Du côté des entreprises, ils ont la réputation d’être surdimensionnés et moins souples devant le changement,… Même s’ils sont davantage conscients de la dimension politique du fonctionnement des organisations, cette forme de maturité peut les isoler davantage. Comment savoir ce qui désormais fait sens dans ces organisations à l’heure de la « Performance Client » ? 45-55 ans c’est l’âge des compromis professionnels et relationnels tandis que l’excellence, une alliance de l’expérience et de la mise en mots de cette expérience, apparait proche.

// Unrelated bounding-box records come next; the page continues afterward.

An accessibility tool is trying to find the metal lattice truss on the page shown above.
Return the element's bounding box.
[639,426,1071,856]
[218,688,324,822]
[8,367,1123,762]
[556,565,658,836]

Les 35-45 ans : le potentiel

C’est l’âge des choix assumés avec énergie, à la lumière de la première partie de parcours. La plupart de nos candidats expriment souvent le sentiment d’être à la fois au top de leurs capacités physiques et de leur force morale et psychologique. Au moment où, pour la plupart d’entre eux, les choix personnels sont largement engagés, les cadres salariés que nous suivons sont le plus souvent déterminés à sauter une bonne marche.

Le fonctionnement dans des organisations tertiaires en mode « processus » ou en mode « projet » est assimilé comme une deuxième nature : ils reconnaissent des formes d’usure dans l’énergie à réinvestir à chaque nouveau projet. Ils se disent conscients de la nature provisoire du travail «tout terrain » mais également du nécessaire travail personnel à réaliser pour se positionner sur le prochain projet, en sachant mobiliser la créativité et projeter le marketing de soi. Il s’agit non seulement de continuer à innover mais également de le faire savoir… En milieu de carrière, le choix de la formation ouvre des perspectives de reconversion professionnelle ou de certification sur un métier par la VAE.

25-35 ans : la perspective

Les stages, les intérims et les CDD qui ont précédé le premier CDI, mais aussi l’observation de la vie professionnelle tumultueuse de leurs parents, tout cela a donné à cette génération à la fois un esprit plus entrepreneurial et une confiance plus limitée dans les organisations et les promesses managériales. Née avec les nouvelles technologies, cette génération, qui en a compris les enjeux, sait les utiliser pour piloter et gérer la vie professionnelle en mobilisant les réseaux sociaux : elle sait l’importance de gérer son identité au travers du numérique tout comme la précédente génération entretenait son employabilité. Il faut désormais compter sur l’image : la résonnance du réseau constitue une marque de fabrique. Dis moi qui tu connais, je te dirai ce que tu sais faire. La jeune génération se fond à merveille dans le réseau non hiérarchique de l’internet où la compétence est reconnue lorsqu’elle arrive au bon moment.

Tandis que s’éloigne l’âge de la retraite, il nous parait indispensable de reconnaitre que les perceptions et les aspirations par rapport au travail se diversifient en fonction de l’âge et des trajectoires personnelles. Pour autant, le maintien et le développement des capacités de travail du point de vue de la santé, de la compétence et de l’appétence se préparent à tous les âges de la vie. C’est ce qui donne sens à notre métier d’expert en mobilité professionnelle.